The Stirling engine has long captivated inventors and dreamers. Here are complete plans for building and operating a two-cylinder model that runs on almost any high-temperature heat source.
Stirling engines are external combustion engines, which means no combustion takes place inside the engine and there’s no need for intake or exhaust valves. As a result, Stirling engines are smooth-running and exceptionally quiet.
Because the Stirling cycle uses an external heat source, it can be run on whatever is available that makes heat — anything from hydrogen to solar energy to gasoline.
Our Stirling engine consists of two pistons immersed in two cans of water. One can contains hot water and the other cold. The temperature difference between the two sides causes the engine to run. The difference in the hot and cold side temperatures creates variations in air pressure and volume inside the engine. These pressure differences rotate a system of inertial weights and mechanical linkages, which in turn control the pressure and volume of the air cylinder.
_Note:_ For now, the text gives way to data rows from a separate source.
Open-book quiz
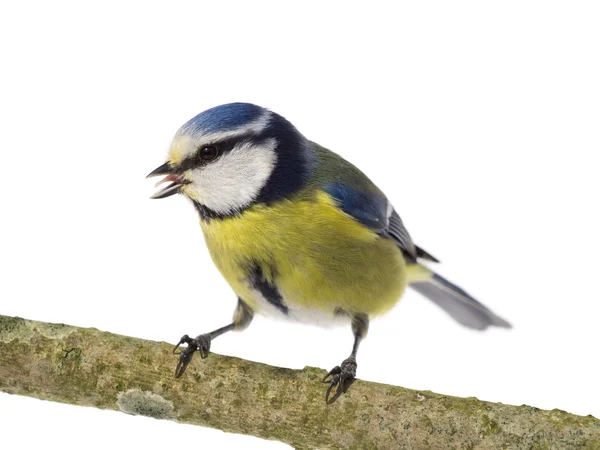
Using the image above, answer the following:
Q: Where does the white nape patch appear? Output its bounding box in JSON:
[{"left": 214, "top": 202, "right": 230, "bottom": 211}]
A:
[
  {"left": 253, "top": 289, "right": 351, "bottom": 328},
  {"left": 173, "top": 111, "right": 273, "bottom": 159},
  {"left": 183, "top": 138, "right": 277, "bottom": 214}
]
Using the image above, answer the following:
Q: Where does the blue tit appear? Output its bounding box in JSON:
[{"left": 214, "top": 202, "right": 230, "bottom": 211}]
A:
[{"left": 148, "top": 103, "right": 510, "bottom": 401}]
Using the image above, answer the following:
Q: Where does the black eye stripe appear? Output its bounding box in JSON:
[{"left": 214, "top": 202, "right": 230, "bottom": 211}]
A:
[{"left": 177, "top": 134, "right": 256, "bottom": 172}]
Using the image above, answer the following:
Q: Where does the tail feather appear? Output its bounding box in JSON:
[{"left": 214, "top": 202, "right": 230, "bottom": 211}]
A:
[{"left": 409, "top": 265, "right": 512, "bottom": 330}]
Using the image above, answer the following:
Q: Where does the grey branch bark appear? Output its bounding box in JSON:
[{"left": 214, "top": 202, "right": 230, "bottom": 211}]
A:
[{"left": 0, "top": 316, "right": 600, "bottom": 449}]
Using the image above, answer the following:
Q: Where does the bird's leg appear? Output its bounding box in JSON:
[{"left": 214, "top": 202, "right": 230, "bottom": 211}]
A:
[
  {"left": 173, "top": 298, "right": 254, "bottom": 378},
  {"left": 323, "top": 314, "right": 369, "bottom": 403}
]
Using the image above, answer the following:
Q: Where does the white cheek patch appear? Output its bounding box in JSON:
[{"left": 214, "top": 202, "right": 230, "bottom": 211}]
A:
[{"left": 183, "top": 139, "right": 277, "bottom": 214}]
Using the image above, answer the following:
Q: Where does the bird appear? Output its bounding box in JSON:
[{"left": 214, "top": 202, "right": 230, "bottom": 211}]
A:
[{"left": 148, "top": 103, "right": 511, "bottom": 403}]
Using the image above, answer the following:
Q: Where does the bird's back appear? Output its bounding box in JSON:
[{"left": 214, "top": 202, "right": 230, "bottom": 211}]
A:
[{"left": 202, "top": 145, "right": 406, "bottom": 321}]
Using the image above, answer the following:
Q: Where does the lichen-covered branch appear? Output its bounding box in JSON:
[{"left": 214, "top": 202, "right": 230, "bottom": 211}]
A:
[{"left": 0, "top": 316, "right": 600, "bottom": 449}]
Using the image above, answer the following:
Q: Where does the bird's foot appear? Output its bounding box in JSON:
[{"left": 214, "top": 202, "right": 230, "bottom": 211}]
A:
[
  {"left": 173, "top": 334, "right": 212, "bottom": 378},
  {"left": 323, "top": 356, "right": 357, "bottom": 404}
]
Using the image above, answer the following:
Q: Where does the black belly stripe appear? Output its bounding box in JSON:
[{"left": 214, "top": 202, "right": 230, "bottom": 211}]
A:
[{"left": 249, "top": 266, "right": 288, "bottom": 314}]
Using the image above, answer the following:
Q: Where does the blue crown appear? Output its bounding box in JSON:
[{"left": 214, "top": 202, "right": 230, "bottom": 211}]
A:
[{"left": 181, "top": 103, "right": 265, "bottom": 134}]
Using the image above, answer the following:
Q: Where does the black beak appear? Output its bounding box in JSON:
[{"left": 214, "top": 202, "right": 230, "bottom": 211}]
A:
[{"left": 146, "top": 162, "right": 187, "bottom": 198}]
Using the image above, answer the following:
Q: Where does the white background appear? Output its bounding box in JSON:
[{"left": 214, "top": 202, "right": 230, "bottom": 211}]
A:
[{"left": 0, "top": 1, "right": 600, "bottom": 449}]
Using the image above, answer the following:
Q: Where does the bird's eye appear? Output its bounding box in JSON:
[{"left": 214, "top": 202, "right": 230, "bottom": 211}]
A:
[{"left": 200, "top": 145, "right": 219, "bottom": 161}]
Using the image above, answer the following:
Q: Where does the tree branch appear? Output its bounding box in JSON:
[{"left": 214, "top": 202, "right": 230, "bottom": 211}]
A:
[{"left": 0, "top": 316, "right": 600, "bottom": 449}]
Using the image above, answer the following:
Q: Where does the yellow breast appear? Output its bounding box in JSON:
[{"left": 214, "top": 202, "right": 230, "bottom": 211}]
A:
[{"left": 202, "top": 192, "right": 406, "bottom": 316}]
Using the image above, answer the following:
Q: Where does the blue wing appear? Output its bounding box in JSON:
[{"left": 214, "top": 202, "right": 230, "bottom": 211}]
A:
[{"left": 323, "top": 182, "right": 437, "bottom": 261}]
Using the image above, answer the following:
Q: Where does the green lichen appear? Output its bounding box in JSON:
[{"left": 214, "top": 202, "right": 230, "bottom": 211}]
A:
[
  {"left": 117, "top": 389, "right": 175, "bottom": 419},
  {"left": 0, "top": 316, "right": 27, "bottom": 342},
  {"left": 481, "top": 414, "right": 500, "bottom": 436}
]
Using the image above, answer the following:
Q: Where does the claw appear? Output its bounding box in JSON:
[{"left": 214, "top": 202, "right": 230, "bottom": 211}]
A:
[
  {"left": 323, "top": 366, "right": 342, "bottom": 383},
  {"left": 323, "top": 356, "right": 356, "bottom": 405},
  {"left": 173, "top": 334, "right": 211, "bottom": 378},
  {"left": 173, "top": 334, "right": 192, "bottom": 355},
  {"left": 325, "top": 371, "right": 341, "bottom": 404}
]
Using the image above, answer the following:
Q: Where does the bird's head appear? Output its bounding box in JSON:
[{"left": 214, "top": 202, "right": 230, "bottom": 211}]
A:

The Story of the Stirling Engine
All engines run on heat cycles. More properly called thermodynamic cycles, each of these cycles has a name. Cars run on the Otto cycle, trucks on the Diesel cycle. Power plants often run the Rankine, while gas turbines run the Brayton cycle.
One cycle in particular has long captivated inventors and dreamers — the Stirling cycle. The Stirling cycle was among the first of the thermodynamic cycles to be exploited by engineers. Compared to other engine types, it is ancient. When it was patented as a new type of engine by a Scottish cleric in 1816, scientists hadn’t even come up with the idea of thermodynamic cycles.
Robert Stirling, a young Scottish Presbyterian assistant minister, had the idea for a new type of heat engine that used hot air for its working fluid. Until then, the steam engines of Watt and Newcomen were the only heat engines in use.
Stirling Engines Go to Work … and Are Laid to Rest
Stirling’s idea was to alternately heat and cool air in a cylinder using articulated mechanical arms and a flywheel to coax the machine to run in a smooth, endless cycle.
Although complex and expensive for its time, Reverend Stirling made it work. As early as 1818, his engine was in use pumping water from a stone quarry. By 1820, a 45-horsepower Stirling engine was driving equipment in the Scottish foundry where his brother worked.
Auto manufacturers have experimented with the Stirling for years. Its numerous good qualities make the Stirling an attractive candidate to replace or augment internal combustion engines.
Automakers worked closely with the federal government from 1978 to 1987 on Stirling engine programs. The goals were ambitious: low emission levels, smooth operation, a 30% improvement in fuel economy, and successful integration and operation in a representative U.S. automobile.
General Motors placed one in a 1985 Chevrolet Celebrity, and met all of the program’s technical goals. But improvements in the efficiency of existing engine types, coupled with the status quo’s far less expensive cost structure, doomed the Stirling to automotive irrelevance.
The External Combustion Revival
The Stirling idea was dusted off in the mid-1990s. A prototype Stirling hybrid propulsion system was integrated into a 1995 Chevrolet Lumina. But that test was not particularly successful, as the hybrid vehicle failed to meet several key goals for fuel efficiency and reliability. The program was abandoned. Still, Stirling engine advocates continue to research and apply the technology. The big breakthrough may yet arrive, possibly in a hybrid electric-Stirling engine.
While not terribly complex, the engineering analysis of the engine’s thermodynamic cycle goes beyond the scope of this article. Suffice it to say that Stirling engines operate on a four-part cycle in which the air inside the engine is cyclically compressed, heated, expanded, and cooled, and as this occurs, the engine produces useful work.
While most heat engines are fairly understandable to interested amateurs, building one yourself is an altogether different prospect. Most engines require carefully machined metal parts, with close tolerances and tightly sealing clearances for pistons and/or rotating parts. Robert Stirling’s heat engine is an exception. Or at the very least, making a working model can be done without any difficult machining.
About MAKE’s Stirling Engine
This article provides step-by-step instructions for building a straightforward Stirling external combustion engine.
This engine is simple and cheap, and once you get it going, you really get a feel for how this sort of engine works. It chugs along at a leisurely 20 to 30 rpm, its power output is minuscule, and it makes a delightful squishing/chuffing noise as it operates.
But be forewarned: All engines, even the metal-can Stirling described here, are complex mechanical devices in which myriad mechanical movements must come together in precise fashion in order to attain cyclical operation.